The the patentee in the decision "Reifenabdichtmittel" had amended a limitiation according to which an adhesive for sealing tyres "comprises" a number of ingredience to a limitation that the adhesive "consists of" the same ingredients, i.e. that no other ingredients were used.
The BGH fond that, as a rule such an amendment is not allowable because it introduces the new technical feature of the "conclusiveness" of the recipe and that furhter incentives from the specification are needed to make such an amendment allowable. The specification mentioned indeed an embodiment with no furhter ingredients (such that the amendment would presumably have been allowable under the EPC) but did not explicitly mention this feature. Rather, other portions of the specification indicated that fillier materials could be added optionally and this option was not explicitly excluded for the embodiment under discusstion.
In the judgement of the BGH, the allowability of such an amendment would require indications that the feature of consisting of the mentioned ingredients only has particular advantages or is otherwise desireable.

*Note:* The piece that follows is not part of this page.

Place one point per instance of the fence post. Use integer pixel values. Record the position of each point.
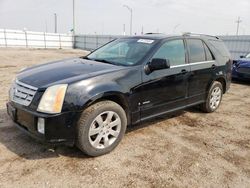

It is interesting to compare this decision with T 390/08, where the "consisting of" in claim 1 in combination with a dependent claim mentioning further ingredients (or more precisely, the introduction of a further element in the opposition procedure) led to a clarity objection. There appears to be a tendency to require some explicit "singeling out" of specific combination of features to be claimed, which may be supported by mentioning particular advantages of the specific combinations.
For the practice, this means that when mentioning the advantages of optional additional features for supporting their inventiveness during the prosecution, it is wise to also mention an advantage of the embodiment without these features. In the case at issue, it would probably have been sufficcient to say that the adhesive is cheaper or easier to brew if no filler materials are used.